Start by reading my previous post. The test still uses 2B rows but there is only one table here when the previous test used 16 tables. The load still uses 16 concurrent clients. The read-write test still uses 16 read clients and 16 write clients. But the scan test uses 1 client here versus 16 clients on the previous test and the scan test takes longer to finish.

While I have results for InnoDB from FB MySQL I exclude them from the graphs to improve readability.

Results

All of the data for the 1-table tests is here and for the 16-table tests is here. I adjusted iostat bytes written metrics for MyRocks because it currently counts bytes trimmed as bytes written which is an issue for RocksDB but my adjustment is not exact.

For most of the results below I compare rates for this test with rates for the 16-table test and skip the graphs that show HW efficiency metrics.

Size

This graph shows the database size when the load ends for the 16 table and 1 table tests.

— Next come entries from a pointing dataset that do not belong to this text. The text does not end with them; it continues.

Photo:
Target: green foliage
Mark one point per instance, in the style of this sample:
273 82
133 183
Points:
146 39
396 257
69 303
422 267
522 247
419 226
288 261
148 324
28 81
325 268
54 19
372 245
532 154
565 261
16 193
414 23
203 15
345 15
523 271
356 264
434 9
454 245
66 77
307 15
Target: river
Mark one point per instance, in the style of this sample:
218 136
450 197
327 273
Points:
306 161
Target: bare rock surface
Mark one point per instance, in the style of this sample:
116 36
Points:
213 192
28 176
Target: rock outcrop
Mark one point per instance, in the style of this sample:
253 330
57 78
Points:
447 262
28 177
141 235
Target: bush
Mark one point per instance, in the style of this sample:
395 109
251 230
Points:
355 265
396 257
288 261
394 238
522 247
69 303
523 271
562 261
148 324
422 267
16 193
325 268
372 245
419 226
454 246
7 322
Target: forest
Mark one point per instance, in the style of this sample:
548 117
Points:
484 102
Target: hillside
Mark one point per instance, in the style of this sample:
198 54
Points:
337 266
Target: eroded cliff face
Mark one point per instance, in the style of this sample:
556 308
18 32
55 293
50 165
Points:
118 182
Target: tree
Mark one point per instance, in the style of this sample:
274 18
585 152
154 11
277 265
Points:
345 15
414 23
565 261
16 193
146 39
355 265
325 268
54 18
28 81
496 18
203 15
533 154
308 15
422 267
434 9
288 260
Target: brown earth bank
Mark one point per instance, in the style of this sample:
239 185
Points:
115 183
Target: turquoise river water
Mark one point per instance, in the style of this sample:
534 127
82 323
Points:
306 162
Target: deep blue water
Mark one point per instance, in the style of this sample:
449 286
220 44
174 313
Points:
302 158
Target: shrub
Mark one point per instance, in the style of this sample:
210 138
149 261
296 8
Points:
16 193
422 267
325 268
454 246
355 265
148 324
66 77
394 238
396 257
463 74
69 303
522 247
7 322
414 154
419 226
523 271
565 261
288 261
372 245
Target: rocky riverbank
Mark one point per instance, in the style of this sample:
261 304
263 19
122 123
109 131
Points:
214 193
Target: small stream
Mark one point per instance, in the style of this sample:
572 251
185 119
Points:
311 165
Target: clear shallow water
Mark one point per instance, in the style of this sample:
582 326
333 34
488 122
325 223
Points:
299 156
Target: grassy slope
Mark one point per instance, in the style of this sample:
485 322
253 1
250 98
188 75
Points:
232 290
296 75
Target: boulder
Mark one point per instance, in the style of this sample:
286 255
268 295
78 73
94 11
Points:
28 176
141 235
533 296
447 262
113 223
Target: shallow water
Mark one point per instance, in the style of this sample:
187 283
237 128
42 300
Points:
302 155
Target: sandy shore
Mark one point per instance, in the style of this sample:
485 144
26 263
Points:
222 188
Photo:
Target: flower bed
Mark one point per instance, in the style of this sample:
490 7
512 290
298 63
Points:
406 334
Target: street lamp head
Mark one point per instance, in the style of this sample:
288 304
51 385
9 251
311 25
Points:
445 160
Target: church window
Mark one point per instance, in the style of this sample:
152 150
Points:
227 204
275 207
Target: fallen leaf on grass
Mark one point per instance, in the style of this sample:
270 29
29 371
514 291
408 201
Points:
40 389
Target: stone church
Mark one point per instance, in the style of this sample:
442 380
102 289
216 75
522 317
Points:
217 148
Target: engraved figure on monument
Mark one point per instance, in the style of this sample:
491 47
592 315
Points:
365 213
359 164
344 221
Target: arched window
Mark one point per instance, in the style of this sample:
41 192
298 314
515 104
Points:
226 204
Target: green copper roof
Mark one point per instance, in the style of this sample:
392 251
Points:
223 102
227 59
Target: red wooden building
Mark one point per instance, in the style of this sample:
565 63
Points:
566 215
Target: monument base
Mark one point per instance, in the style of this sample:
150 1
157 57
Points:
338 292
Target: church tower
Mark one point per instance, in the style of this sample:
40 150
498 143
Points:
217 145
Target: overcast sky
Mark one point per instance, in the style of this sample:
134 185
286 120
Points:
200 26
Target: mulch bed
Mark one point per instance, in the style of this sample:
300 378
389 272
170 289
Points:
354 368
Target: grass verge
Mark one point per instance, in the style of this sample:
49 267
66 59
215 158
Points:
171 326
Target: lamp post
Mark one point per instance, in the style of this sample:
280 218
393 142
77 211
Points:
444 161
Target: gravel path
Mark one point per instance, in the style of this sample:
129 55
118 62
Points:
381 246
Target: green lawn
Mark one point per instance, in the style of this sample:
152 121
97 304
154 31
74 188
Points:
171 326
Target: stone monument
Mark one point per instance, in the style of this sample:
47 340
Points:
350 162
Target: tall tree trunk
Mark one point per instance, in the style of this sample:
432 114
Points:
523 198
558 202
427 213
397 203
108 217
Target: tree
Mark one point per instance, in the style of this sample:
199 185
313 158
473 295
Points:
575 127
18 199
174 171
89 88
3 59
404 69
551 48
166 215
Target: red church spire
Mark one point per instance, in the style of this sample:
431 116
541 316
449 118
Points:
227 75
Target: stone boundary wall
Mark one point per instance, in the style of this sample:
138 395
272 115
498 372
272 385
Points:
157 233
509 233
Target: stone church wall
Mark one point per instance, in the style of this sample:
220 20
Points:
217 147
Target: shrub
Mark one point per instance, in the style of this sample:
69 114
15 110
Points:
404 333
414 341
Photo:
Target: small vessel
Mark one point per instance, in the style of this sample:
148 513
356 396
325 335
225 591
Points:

For MyRocks and TokuDB the database size is similar for both tests. The InnoDB result is odd because the size is almost 1.25X larger for the 1 table test. From SHOW TABLE STATUS the data_length was about 2X larger for the 1 table test. From iostat output the PK scan for the 1 table test reads ~205gb while the 16 table test reads ~125gb. So the PK uses almost 2X more space than it should when there are concurrent inserters to the same table. The inserts are multi-row and the PK is auto-inc so the inserts grow the b-tree to the right. I filed bug 88827 for this.


Load

This graph shows the insert rate for the 16 and 1 table tests. Some engines get more inserts/second with 1 table, others get more with 16 tables:
  • More with 16 tables: ~1.1X more for MyRocks, ~2X more for TokuDB
  • More with 1 table: 1.3X more for InnoDB 5.6, 1.4X more for InnoDB 5.7 and 8.0



Scan

These graphs show the scan times relative to the scan time for InnoDB 5.6.35. A value > 1 means the engine is slower than InnoDB. The first graph is from the 16 table test and the second is from the 1 table test. In both cases the MyRocks secondary index scan is about as fast as InnoDB. But the PK scan MyRocks is more than 2X slower than InnoDB in the 16 table test and 2X to 3X faster than InnoDB for the 1 table test.

What might explain the difference in PK scan times? MyRocks was ~2X slower than InnoDB in the 16 table test and ~3X faster than InnoDB in the 1 table test. That is a change of 6X. The output from vmstat and iostat can help for the 16 table and 1 table tests. This is in the q5 section which is the second scan of the PK and I will compare myrocks.jun16.none with inno5635.

  • First, the InnoDB PK uses ~2X more space for the 1 table test, so there is 2X more data to scan. But with hand waving that should explain only 2X of the 6X change.
  • On the 16 table test InnoDB 5.6 gets ~3X more MB/s of storage reads compared to MyRocks: 2353.7 vs ~828.1. But on the 1 table test InnoDB 5.6 gets less storage read MB/s than MyRocks: 67.4 vs 94.8.
  • One reason for getting less read MB/s from storage is using more CPU and that appears true in this case. The Mcpu/o column has the CPU overhead per row read. For the 16 table test it is 1.278 for InnoDB 5.6 vs 1.100 for MyRocks. On the 1 table test it is 3.547 for InnoDB 5.6 vs 1.807 for MyRocks. So InnoDB is only using ~1.2X more CPU than MyRocks on the 16 table test but ~2X more CPU on the 1 table test.